Esse fenômeno, que reajusta preços em um curto espaço de tempo, torna o planejamento financeiro insuficiente, pois não considera a exposição cambial trimestralmente ou apenas no fechamento anual do orçamento. Assim, uma empresa que adquira embalagens, componentes eletrônicos ou insumos químicos no mercado nacional pode estar exposta à volatilidade cambial, mesmo sem perceber, simplesmente porque o seu fornecedor também adquire parte do que revende em dólares.
Esse tipo de exposição indireta geralmente passa despercebido justamente porque o contrato é assinado em reais. A empresa só se dá conta do efeito do reajuste quando ele já foi implementado pelo fornecedor, que alega motivos genéricos de mercado, sem oferecer explicações sobre a origem cambial real do aumento.
O que fazer diante de um câmbio mais volátil e imprevisível?
Márcio Pires de Moraes ressalta que o primeiro passo a ser tomado é mapear, no âmbito da própria cadeia de custo, quais insumos e serviços apresentam alguma exposição cambial indireta, mesmo quando a compra é realizada integralmente em reais.
Esse mapeamento tende a identificar uma dependência cambial superior à estimada pela empresa, sobretudo em operações que terceirizam parte da produção ou dependem de tecnologia com componentes importados incorporados ao processo produtivo.

Com base no mapeamento realizado, é possível tomar decisões mais conscientes sobre a negociação de contratos de preço fixo com fornecedores críticos, a diversificação da origem dos insumos ou a reserva de uma margem de segurança para a absorção da variação cambial.
Empresas que já adotam esse tipo de prática geralmente utilizam cenários simples, como simular o efeito de uma alta de dez por cento no dólar sobre o custo total, para decidir antecipadamente qual resposta é mais apropriada antes que a variação realmente ocorra.
Embora nenhuma dessas alternativas elimine o risco cambial por completo, cada uma reduz a velocidade com que uma alta do dólar chega ao resultado financeiro da empresa, oferecendo mais tempo para reagir antes que o impacto se torne excessivamente significativo para ser absorvido de uma só vez.

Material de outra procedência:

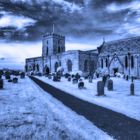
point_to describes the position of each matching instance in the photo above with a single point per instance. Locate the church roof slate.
(122, 46)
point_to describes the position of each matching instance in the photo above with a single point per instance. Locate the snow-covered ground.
(27, 112)
(118, 100)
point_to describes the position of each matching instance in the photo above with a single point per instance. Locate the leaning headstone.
(49, 76)
(22, 75)
(90, 80)
(104, 78)
(132, 89)
(132, 79)
(69, 78)
(1, 83)
(110, 85)
(81, 85)
(67, 75)
(77, 76)
(75, 81)
(15, 80)
(127, 78)
(10, 80)
(7, 77)
(55, 78)
(100, 88)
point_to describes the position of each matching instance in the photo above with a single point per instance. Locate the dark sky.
(83, 22)
(77, 19)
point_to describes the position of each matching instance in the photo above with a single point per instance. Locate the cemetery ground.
(118, 100)
(27, 112)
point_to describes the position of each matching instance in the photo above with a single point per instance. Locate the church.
(122, 56)
(54, 56)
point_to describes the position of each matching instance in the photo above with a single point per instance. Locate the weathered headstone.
(15, 80)
(90, 79)
(104, 78)
(55, 78)
(10, 80)
(100, 88)
(49, 76)
(75, 81)
(7, 77)
(1, 83)
(69, 78)
(132, 79)
(67, 75)
(22, 75)
(81, 85)
(132, 89)
(127, 78)
(110, 85)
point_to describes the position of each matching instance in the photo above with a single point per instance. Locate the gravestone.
(10, 80)
(7, 77)
(1, 83)
(69, 78)
(110, 85)
(127, 78)
(90, 79)
(74, 81)
(100, 88)
(15, 80)
(132, 89)
(49, 76)
(55, 78)
(81, 85)
(104, 79)
(22, 75)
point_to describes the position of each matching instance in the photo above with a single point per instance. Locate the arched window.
(56, 66)
(69, 65)
(102, 63)
(126, 61)
(106, 62)
(132, 61)
(59, 49)
(86, 66)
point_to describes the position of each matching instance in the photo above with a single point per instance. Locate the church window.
(132, 62)
(86, 66)
(126, 61)
(69, 65)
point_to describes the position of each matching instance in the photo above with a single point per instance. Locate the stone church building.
(121, 56)
(54, 56)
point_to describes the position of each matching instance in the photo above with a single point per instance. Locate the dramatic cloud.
(19, 22)
(81, 21)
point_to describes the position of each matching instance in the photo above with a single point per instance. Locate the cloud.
(19, 22)
(115, 7)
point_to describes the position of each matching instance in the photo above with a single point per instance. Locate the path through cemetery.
(115, 124)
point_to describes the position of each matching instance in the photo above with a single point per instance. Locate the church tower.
(53, 44)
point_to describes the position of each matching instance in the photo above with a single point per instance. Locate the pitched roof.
(122, 46)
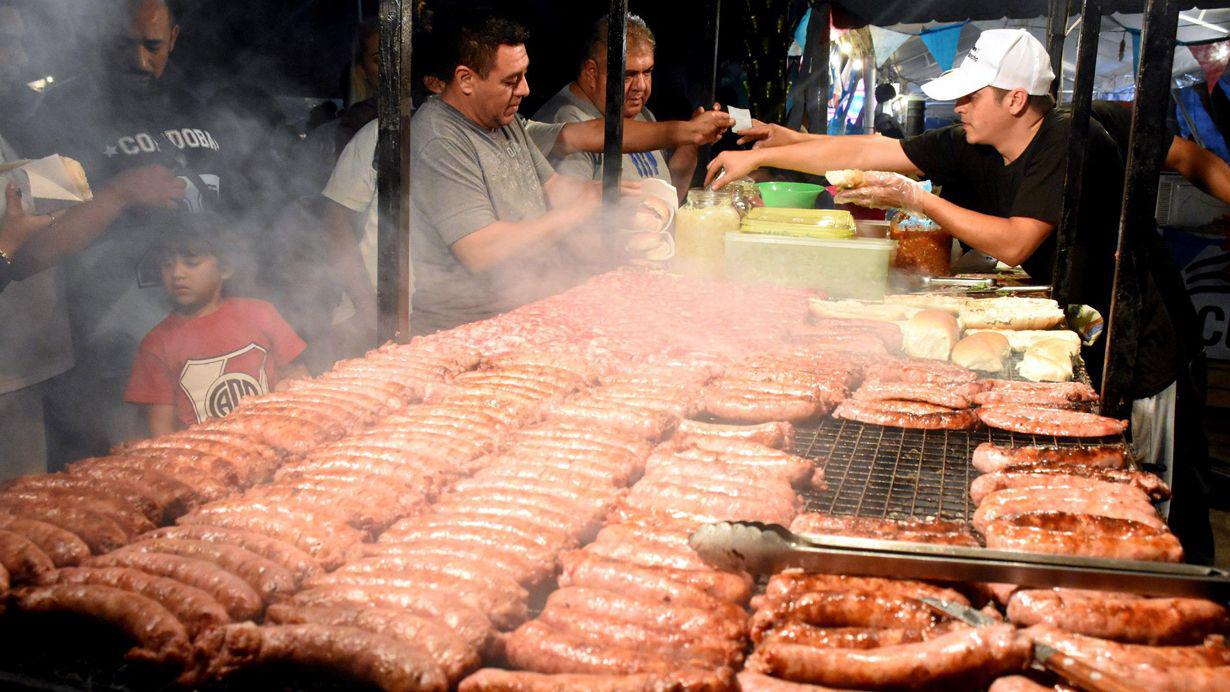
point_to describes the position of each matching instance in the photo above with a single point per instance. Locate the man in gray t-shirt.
(584, 98)
(490, 218)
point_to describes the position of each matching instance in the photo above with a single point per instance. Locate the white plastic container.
(840, 268)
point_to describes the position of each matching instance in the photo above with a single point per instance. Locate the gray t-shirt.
(466, 178)
(567, 107)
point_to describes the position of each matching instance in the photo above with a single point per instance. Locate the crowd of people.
(222, 256)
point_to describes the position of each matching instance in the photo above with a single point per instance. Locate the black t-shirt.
(115, 293)
(977, 178)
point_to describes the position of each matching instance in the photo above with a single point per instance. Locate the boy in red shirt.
(212, 350)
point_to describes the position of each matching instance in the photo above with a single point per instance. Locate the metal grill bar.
(899, 473)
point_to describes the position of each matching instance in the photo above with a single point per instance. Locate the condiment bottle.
(700, 232)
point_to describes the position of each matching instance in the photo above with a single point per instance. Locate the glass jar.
(924, 248)
(700, 232)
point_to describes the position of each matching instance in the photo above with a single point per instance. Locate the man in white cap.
(1000, 173)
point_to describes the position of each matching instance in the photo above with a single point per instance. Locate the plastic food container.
(925, 250)
(840, 268)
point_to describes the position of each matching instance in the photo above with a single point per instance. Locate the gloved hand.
(881, 189)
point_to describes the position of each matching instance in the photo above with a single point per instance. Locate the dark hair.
(637, 31)
(474, 39)
(1041, 103)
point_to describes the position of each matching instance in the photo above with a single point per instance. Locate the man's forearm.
(504, 241)
(1009, 240)
(343, 251)
(825, 153)
(71, 232)
(638, 135)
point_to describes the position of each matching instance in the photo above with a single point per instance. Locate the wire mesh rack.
(899, 473)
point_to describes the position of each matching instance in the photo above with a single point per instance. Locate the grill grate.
(899, 473)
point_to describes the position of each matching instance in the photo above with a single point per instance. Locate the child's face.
(192, 280)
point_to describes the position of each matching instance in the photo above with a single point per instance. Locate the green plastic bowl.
(793, 196)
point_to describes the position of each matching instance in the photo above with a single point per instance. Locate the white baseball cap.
(1005, 58)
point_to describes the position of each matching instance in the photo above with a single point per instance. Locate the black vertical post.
(613, 146)
(1145, 150)
(809, 96)
(1063, 289)
(1057, 27)
(392, 172)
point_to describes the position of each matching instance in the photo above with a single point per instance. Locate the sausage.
(948, 396)
(240, 600)
(469, 623)
(159, 636)
(1119, 616)
(1036, 475)
(99, 530)
(786, 585)
(326, 550)
(1033, 420)
(845, 609)
(728, 622)
(116, 509)
(989, 456)
(380, 660)
(1081, 535)
(300, 564)
(1075, 500)
(445, 648)
(848, 637)
(1101, 652)
(541, 648)
(130, 494)
(496, 680)
(738, 407)
(171, 494)
(22, 558)
(646, 584)
(962, 659)
(63, 547)
(916, 531)
(504, 610)
(197, 610)
(905, 414)
(269, 579)
(775, 434)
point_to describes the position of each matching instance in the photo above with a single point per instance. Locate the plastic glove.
(881, 189)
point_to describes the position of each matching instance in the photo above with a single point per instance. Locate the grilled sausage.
(380, 660)
(447, 649)
(197, 610)
(159, 636)
(961, 659)
(234, 594)
(1119, 616)
(63, 547)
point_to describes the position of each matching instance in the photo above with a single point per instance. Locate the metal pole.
(1145, 148)
(392, 172)
(1057, 26)
(613, 146)
(818, 106)
(1083, 101)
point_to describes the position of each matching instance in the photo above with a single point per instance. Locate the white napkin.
(742, 118)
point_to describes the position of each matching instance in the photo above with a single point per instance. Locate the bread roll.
(984, 352)
(1021, 339)
(930, 301)
(1011, 314)
(930, 333)
(1047, 361)
(861, 310)
(844, 178)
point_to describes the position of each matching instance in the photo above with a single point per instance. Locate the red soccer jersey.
(206, 365)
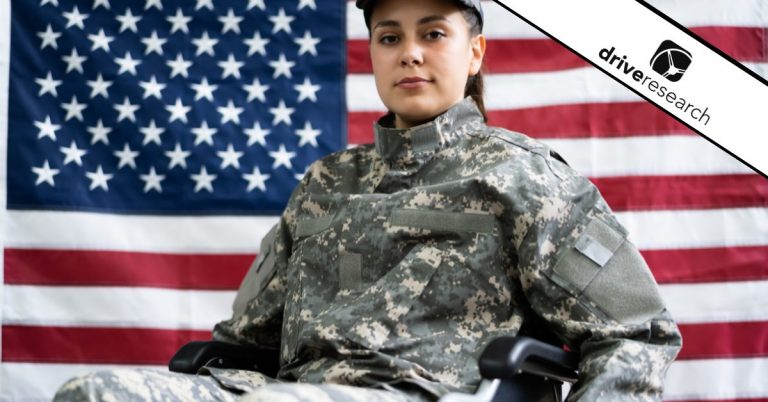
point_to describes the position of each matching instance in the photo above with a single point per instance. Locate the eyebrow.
(422, 21)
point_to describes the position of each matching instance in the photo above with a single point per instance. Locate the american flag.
(148, 146)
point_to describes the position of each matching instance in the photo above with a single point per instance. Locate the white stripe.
(116, 306)
(200, 310)
(646, 155)
(648, 229)
(705, 228)
(501, 24)
(75, 230)
(717, 379)
(717, 302)
(38, 382)
(522, 90)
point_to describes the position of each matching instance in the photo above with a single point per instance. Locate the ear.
(477, 47)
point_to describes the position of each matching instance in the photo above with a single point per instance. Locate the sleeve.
(257, 311)
(586, 279)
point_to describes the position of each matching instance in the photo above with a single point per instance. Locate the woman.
(395, 263)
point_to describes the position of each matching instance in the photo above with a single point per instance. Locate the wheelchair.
(517, 368)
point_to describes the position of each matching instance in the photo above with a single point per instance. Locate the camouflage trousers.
(242, 386)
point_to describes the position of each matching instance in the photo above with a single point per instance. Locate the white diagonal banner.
(662, 62)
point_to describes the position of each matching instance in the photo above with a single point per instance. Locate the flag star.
(179, 66)
(282, 157)
(307, 90)
(126, 110)
(204, 3)
(153, 3)
(178, 157)
(73, 154)
(47, 129)
(307, 3)
(230, 113)
(204, 134)
(152, 180)
(308, 135)
(203, 180)
(74, 61)
(127, 64)
(99, 87)
(48, 85)
(102, 3)
(127, 157)
(230, 157)
(281, 22)
(45, 174)
(257, 44)
(282, 66)
(100, 41)
(49, 38)
(256, 134)
(99, 179)
(256, 179)
(151, 133)
(205, 44)
(256, 3)
(74, 18)
(178, 111)
(231, 22)
(74, 109)
(281, 113)
(153, 44)
(204, 90)
(307, 43)
(256, 90)
(128, 21)
(152, 88)
(179, 22)
(99, 133)
(231, 67)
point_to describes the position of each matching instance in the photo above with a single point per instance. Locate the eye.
(388, 39)
(435, 35)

Planeje o câmbio antes da próxima virada
Em concordância com o parecer de Márcio Pires de Moraes, o tratamento da exposição cambial como parte do acompanhamento contínuo do custo, e não como um evento revisado esporadicamente uma vez por trimestre, é o que permite uma resposta à altura da velocidade com que o efeito do câmbio se propaga atualmente.
Embora não seja possível prever a taxa de câmbio com precisão absoluta, é essencial reduzir a margem entre a mudança cambial e o ajuste de preço ou de fornecedor necessário para proteger a rentabilidade da operação como um todo.
O câmbio deixou de ser um assunto restrito a quem compra e vende em dólar diretamente. Atualmente, é possível percorrer a cadeia de custo de qualquer empresa em poucas semanas. Ignorar esse procedimento pode resultar em custos mais elevados do que monitorá-lo de perto.
Além disso, empresas que passam a acompanhar essa exposição com a mesma regularidade dedicada a outros indicadores financeiros, como observa Márcio Pires de Moraes, conseguem perceber o efeito do câmbio antes que ele chegue ao preço final. A antecipação permite avaliar cenários e ajustar decisões antes que a correção se torne inevitável e mais custosa.